Miss Lipp and Miller got out at the door of the Hilton. A tourist bus blocked the driveway long enough for me to see that they went inside the hotel, and that a man from the Peugeot went in after them. The narcotics operation suddenly made sense again. The raw-opium supplier would be waiting in his room with samples which Miller, the skilled chemist, would proceed to test and evaluate. Later, if the samples proved satisfactory, and only if they did, Harper would consummate the deal. In the meantime, a good lunch seemed to be in order.
We had to wait a few minutes for the car ferry to Uskudar. From the ferry pier it is easy to see across the water the military barracks which became Florence Nightingale’s hospital during the Crimean War. Just for the sake of something to say, I pointed it out to Harper.
“What about it?” he said rudely.
“Nothing, sir. It’s just that that was Florence Nightingale’s hospital. Scutari the place was called then.”
“Look, Arthur, we know you have a guide’s license, but don’t take it too seriously, huh?”
Fischer laughed.
“I thought you might be interested, sir.”
“All we’re interested in is getting to Pendik. Where’s this goddam ferry you talked about?”
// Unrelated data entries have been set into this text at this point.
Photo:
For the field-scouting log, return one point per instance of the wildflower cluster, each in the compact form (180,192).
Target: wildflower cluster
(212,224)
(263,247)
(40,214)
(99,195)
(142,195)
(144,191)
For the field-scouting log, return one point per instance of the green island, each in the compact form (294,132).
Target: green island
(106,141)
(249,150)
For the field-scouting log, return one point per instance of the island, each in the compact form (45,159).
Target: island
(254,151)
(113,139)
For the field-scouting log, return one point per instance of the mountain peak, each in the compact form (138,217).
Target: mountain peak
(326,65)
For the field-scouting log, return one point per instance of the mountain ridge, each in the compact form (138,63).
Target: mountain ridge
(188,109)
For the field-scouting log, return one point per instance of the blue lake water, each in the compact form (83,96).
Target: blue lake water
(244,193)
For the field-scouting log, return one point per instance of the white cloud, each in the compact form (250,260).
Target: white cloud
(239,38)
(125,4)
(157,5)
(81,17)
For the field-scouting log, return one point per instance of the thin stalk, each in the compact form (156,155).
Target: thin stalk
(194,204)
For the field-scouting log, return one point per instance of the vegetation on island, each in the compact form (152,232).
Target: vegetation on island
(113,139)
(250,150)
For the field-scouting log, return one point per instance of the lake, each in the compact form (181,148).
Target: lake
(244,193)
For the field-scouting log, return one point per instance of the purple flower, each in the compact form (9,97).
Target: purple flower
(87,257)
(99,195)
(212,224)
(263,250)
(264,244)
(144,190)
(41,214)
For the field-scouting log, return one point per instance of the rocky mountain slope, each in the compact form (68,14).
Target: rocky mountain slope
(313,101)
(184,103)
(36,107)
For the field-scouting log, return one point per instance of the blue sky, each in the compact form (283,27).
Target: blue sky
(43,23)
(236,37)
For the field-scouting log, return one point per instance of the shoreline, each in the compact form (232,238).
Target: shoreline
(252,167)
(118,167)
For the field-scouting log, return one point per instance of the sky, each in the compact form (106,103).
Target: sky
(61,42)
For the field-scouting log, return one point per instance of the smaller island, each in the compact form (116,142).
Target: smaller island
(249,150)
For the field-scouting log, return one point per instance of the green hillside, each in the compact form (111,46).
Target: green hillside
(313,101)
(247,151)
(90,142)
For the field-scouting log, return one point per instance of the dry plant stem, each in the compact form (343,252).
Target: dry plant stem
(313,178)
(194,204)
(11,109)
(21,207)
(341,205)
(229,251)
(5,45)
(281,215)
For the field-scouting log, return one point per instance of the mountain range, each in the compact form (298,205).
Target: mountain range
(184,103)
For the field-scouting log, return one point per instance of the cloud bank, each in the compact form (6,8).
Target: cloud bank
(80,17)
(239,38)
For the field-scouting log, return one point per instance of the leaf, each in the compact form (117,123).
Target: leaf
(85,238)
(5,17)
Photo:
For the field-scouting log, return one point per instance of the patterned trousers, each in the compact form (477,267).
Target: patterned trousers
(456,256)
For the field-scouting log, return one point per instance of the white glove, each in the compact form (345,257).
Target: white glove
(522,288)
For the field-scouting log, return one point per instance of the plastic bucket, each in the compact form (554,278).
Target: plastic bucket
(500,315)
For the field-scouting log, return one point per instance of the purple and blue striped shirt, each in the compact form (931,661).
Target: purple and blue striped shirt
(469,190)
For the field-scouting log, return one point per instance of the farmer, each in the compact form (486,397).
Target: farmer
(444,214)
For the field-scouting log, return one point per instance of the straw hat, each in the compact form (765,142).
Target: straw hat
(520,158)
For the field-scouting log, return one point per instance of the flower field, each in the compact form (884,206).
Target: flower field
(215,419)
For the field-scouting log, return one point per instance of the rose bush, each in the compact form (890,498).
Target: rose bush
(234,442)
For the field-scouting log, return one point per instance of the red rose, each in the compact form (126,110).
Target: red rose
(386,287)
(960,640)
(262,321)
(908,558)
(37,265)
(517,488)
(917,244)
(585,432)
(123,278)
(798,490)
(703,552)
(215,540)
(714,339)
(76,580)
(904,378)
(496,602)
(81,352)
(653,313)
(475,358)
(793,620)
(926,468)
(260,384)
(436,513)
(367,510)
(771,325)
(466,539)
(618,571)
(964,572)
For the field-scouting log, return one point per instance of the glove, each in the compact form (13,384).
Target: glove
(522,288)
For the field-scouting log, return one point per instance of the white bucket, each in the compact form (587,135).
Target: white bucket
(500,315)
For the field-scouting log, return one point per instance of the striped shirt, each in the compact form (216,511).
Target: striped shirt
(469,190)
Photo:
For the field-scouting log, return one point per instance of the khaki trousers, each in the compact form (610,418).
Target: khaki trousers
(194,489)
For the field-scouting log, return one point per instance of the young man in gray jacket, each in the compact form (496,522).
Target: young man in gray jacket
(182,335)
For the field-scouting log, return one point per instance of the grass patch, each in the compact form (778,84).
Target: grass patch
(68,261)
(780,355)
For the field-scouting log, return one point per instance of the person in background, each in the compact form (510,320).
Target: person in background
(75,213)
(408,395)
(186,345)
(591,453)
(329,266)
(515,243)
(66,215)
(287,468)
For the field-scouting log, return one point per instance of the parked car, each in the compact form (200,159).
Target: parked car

I didn’t trouble to answer that. The ferryboat was just coming in to the pier, and he was merely being offensive-for Fischer’s benefit, I suspected. I wondered what they would have said if I had told them what the sand-colored Peugeot just behind us in the line of cars was there for, and whose orders its driver was obeying. The thought kept me amused for quite a while.
From Uskudar I took the Ankara road, which is wide and fast, and drove for about eighteen miles before I came to the secondary road which led off on the right to Pendik. We arrived there just before one o’clock.
It proved to be a small fishing port in the shelter of a headland. There were several yachts anchored in the harbor. Two wooden piers jutted out from the road which ran parallel to the foreshore; one had a restaurant built on it, the other served the smaller boats and dinghies as a landing stage. The place swarmed with children.